Voilà exprimée en une facture succincte l’essence de cette nouvelle créature qui prend un peu plus forme chaque jour sous nos yeux : le capitalisme intellectuel.

Il faut dire que la valeur de la connaissance dans l’équation économique n’a pas attendu le troisième millénaire pour se manifester. Voilà des siècles, par exemple, que les cavaliers montaient des chevaux, mais l’individu anonyme qui a inventé l’étrier a permis au cavalier de se dresser sur sa bête et, devenu ainsi indépendant, de décocher ses flèches avec une précision et une rapidité inconnues jusque-là. C’est l’invention qui a permis, par exemple, à Genghis Khan de monter la plus formidable machine de guerre et de constituer le plus vaste empire terrestre que l’histoire ait connus.

Au tournant du siècle, avec l’avènement des laboratoires privés, comme ceux d’Edison et de Marie et Pierre Curie, la connaissance a pris un nouveau tournant : on en a soudain constaté l’immense valeur économique et on a entrepris de l’industrialiser. On a également commencé à mettre en place les grands bureaux de brevets qui permettaient, en quelque sorte, d’ériger une clôture invisible autour d’un territoire de connaissance pour en préserver l’exclusivité.

Pendant tout le vingtième siècle, bien qu’on savait que la connaissance avait son importance, on a continué de croire que le capital financier et les actifs immobilisés constituaient l’essentiel de la valeur économique. Et c’était vrai dans une certaine mesure, car les actifs financiers et les immobilisations étaient les choses les plus rares et les plus chères ; la connaissance elle, était plutôt bon marché.

La fin du XXe siècle et ce début du 3e millénaire nous apportent une nouvelle réalisation : la plus grande valeur, c’est la connaissance. Il en fut d’ailleurs toujours ainsi, mais nous ne nous en rendions pas tout à fait compte. Nous pensions, obscurément, que si la caravelle était supérieure à la galère, l’arquebuse à l’arbalète, cela tenait en quelque sorte à la matière et aux matériaux mis en jeu. Illusion. La caravelle est supérieure à la galère par son concept, et rien d’autre ; l’organisation des matériaux procède ensuite de ce concept.

Cette « illusion matérielle » nous a poursuivis très longtemps. Jusqu’au début des années 1990, c’est à une telle illusion que succombaient, par exemple, les grandes banques canadiennes qui refusaient encore de financer les entreprises de logiciel sous prétexte que leur seul actif véritable était la disquette de 2,00$ sur laquelle le code du logiciel était inscrit. Que le logiciel puisse commander des ventes de dizaines de millions dans le marché ne voulait rien dire.

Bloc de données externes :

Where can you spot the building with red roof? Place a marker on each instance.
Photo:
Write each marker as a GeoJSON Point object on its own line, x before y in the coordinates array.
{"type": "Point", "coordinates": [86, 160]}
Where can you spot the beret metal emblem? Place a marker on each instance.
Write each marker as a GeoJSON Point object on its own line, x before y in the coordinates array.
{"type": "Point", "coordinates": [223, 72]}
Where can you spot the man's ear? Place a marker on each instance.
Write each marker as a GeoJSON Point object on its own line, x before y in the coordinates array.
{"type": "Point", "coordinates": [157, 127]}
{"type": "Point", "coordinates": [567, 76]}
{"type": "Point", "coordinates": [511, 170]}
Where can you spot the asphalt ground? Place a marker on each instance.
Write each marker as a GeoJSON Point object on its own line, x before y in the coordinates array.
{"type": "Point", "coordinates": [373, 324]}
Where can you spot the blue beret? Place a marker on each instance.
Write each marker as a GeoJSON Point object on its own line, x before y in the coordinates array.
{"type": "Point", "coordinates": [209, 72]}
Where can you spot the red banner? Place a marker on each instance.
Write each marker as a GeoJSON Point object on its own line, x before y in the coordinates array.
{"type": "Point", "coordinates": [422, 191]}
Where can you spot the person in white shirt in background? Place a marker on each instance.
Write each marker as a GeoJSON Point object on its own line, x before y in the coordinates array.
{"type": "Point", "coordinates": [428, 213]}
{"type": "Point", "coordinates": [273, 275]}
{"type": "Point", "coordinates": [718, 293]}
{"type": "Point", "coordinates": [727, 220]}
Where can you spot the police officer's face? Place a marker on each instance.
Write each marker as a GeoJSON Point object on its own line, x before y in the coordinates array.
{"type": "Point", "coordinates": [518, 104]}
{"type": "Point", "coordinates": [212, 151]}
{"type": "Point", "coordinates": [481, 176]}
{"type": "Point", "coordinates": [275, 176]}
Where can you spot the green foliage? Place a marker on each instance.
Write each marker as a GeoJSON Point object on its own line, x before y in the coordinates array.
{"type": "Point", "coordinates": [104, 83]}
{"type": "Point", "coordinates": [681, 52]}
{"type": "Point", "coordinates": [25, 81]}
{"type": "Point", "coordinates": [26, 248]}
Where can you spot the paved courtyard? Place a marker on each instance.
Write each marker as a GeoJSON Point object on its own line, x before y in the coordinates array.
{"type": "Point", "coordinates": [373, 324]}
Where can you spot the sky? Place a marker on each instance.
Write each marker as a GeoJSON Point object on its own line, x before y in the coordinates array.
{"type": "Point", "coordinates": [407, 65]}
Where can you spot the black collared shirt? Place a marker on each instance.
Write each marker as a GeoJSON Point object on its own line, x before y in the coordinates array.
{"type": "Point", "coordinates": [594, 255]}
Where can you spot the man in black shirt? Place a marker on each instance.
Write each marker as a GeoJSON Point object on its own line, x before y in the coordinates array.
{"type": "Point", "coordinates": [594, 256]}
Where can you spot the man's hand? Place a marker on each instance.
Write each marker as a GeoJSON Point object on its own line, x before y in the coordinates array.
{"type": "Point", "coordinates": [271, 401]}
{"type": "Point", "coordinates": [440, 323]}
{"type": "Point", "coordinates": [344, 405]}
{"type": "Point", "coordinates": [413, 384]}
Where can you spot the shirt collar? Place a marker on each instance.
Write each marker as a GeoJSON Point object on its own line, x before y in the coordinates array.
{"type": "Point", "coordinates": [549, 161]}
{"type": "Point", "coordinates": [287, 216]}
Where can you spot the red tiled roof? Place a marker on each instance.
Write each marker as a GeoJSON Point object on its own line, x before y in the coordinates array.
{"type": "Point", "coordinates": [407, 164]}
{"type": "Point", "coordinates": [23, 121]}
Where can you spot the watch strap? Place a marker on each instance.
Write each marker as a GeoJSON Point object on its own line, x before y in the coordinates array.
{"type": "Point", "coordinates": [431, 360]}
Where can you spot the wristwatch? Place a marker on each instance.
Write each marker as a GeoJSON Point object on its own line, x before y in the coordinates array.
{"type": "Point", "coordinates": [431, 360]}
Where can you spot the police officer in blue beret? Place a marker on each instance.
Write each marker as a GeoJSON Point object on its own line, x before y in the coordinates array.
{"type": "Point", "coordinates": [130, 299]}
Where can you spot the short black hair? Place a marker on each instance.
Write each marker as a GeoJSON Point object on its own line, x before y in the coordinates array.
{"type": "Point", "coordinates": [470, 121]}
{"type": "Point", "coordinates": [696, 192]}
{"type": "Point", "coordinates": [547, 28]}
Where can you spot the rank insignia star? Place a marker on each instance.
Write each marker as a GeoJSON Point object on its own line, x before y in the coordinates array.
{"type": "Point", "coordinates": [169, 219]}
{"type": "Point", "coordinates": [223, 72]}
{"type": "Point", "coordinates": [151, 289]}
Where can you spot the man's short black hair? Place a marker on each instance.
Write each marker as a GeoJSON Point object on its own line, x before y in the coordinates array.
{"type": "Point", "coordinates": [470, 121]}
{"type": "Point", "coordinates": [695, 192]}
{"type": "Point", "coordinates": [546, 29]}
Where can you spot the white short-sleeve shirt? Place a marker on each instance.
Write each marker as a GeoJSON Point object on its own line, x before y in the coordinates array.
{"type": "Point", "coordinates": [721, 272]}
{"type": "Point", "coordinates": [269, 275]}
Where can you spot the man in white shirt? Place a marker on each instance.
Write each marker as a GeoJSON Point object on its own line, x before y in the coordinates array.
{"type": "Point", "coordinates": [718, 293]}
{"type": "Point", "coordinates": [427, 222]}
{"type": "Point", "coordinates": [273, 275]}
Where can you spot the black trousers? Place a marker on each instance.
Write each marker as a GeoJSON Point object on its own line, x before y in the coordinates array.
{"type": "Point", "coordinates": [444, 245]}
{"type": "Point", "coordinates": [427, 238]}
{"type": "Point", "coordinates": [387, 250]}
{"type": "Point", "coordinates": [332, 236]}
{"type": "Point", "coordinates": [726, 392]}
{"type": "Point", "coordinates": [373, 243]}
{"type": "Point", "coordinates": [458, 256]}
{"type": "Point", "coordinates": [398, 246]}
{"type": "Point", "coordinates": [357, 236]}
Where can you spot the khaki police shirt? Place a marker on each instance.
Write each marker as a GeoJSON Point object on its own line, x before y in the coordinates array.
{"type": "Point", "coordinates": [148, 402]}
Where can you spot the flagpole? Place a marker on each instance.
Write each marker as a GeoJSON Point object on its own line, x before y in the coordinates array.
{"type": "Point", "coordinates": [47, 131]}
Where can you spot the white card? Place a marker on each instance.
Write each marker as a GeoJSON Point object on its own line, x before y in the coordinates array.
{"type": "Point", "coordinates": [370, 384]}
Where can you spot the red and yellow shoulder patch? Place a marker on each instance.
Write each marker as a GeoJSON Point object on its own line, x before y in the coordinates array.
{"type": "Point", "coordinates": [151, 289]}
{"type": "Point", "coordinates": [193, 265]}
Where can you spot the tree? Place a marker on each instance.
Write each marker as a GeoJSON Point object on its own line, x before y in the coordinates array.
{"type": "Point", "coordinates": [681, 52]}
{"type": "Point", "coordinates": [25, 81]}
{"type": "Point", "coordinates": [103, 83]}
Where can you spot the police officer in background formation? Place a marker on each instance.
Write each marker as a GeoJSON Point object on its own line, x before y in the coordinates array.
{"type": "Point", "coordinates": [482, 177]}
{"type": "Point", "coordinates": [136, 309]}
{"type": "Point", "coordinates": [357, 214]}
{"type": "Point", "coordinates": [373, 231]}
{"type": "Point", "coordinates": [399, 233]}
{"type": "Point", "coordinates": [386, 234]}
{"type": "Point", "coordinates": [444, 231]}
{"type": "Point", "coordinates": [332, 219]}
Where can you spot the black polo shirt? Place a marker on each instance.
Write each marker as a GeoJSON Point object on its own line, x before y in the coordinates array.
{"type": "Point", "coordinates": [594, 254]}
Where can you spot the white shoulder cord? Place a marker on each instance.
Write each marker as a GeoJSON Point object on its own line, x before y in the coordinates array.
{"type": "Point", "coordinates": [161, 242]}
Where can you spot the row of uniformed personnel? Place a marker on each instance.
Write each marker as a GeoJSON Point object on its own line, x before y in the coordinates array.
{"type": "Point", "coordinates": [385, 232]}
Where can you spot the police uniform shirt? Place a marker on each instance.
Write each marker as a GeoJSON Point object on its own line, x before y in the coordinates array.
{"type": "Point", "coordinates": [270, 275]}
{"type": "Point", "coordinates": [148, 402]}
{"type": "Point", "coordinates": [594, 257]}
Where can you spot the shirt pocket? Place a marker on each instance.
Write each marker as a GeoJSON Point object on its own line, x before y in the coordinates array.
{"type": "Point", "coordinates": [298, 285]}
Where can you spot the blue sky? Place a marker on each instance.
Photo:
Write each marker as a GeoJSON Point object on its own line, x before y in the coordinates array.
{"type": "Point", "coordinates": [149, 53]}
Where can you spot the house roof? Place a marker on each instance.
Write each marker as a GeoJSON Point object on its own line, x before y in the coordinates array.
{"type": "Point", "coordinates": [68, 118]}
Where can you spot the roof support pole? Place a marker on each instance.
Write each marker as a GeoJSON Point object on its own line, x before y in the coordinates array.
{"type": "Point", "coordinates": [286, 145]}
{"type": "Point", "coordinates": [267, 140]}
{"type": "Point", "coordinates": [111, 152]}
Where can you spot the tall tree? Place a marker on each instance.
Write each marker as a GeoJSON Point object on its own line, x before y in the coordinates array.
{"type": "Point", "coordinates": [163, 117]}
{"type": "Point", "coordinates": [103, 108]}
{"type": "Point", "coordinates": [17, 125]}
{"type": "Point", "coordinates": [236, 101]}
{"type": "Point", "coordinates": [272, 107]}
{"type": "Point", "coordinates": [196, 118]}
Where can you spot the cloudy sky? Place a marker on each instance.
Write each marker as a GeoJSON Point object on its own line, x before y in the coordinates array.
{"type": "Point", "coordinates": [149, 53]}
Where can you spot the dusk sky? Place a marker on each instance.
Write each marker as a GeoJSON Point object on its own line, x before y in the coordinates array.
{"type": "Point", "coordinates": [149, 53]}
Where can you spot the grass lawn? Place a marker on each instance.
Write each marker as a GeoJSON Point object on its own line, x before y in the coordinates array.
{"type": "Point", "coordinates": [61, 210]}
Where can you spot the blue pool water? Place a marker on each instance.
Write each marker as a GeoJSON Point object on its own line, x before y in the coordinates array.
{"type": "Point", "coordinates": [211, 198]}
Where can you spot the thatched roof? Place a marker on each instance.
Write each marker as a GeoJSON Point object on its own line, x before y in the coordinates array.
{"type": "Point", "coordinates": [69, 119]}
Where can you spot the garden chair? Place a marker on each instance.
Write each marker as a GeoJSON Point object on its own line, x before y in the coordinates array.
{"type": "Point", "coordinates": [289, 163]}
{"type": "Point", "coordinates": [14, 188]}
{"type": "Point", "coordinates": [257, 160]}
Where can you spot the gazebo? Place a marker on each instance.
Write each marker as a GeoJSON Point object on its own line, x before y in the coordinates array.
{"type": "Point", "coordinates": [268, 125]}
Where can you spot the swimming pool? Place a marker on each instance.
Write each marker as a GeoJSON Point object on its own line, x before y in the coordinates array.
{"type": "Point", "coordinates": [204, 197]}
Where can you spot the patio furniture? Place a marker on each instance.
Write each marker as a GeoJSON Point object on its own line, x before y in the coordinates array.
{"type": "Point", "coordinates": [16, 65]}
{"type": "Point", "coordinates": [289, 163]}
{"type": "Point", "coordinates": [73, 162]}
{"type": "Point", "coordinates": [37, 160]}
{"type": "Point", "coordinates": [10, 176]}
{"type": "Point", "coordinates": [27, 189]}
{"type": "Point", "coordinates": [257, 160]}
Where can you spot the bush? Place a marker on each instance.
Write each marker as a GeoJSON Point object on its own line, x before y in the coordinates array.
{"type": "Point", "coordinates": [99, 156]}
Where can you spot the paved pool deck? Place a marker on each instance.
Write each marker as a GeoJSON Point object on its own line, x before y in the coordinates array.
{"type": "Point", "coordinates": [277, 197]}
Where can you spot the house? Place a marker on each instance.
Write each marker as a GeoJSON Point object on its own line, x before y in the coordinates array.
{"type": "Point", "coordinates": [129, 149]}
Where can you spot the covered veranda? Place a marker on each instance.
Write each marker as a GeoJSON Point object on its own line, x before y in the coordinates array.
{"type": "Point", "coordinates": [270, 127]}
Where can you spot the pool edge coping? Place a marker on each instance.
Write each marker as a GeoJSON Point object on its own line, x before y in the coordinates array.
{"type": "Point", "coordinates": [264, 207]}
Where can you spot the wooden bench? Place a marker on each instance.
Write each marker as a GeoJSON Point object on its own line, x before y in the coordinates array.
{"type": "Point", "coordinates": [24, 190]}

Mais les entreprises et le monde financier ont commencé à voir de plus en plus la lumière, ce qui donne jour à présent au capitalisme intellectuel. La raison en est finalement fort simple : les composantes conceptuelles de pans entiers de l’économie sont devenues tellement importantes qu’on ne pouvait plus manquer de les voir. Dans l’ancienne économie, il y avait beaucoup d’éléments matériels collés à un peu de connaissance. On pouvait donc comprendre que les gens gardent les yeux fixés sur les éléments matériels et négligent la teneur en connaissance. Aujourd’hui on trouve beaucoup de connaissances collées souvent à un peu de matière. C’est le cas de pilules en pharmaceutique, de puces en électroniques, de réseaux optiques en télécommunications.

(Je vous invite à laisser des commentaires, toutefois, je ne pourrai y répondre avant le 15 août. )

1 commentaire

Classé dans Actualité, Yan Barcelo

Une réponse à “Le capitalisme intellectuel – 1

  1. Vous devriez ajouter à votre analyse le concept de saisi d’intangibles. Les banques et autres investisseurs veulent pouvoir saisir quelque chose au cas où. Ils demandent donc des brevets. Mais de l’expertise, c’est impossible ou presque à circonscrire. Un expert qui part sans avoir formé la relève ne peut pas «facilement» être empêché de travailler. Donc la valeur intangible peut disparaître ou bien se ramasser chez le concurrent.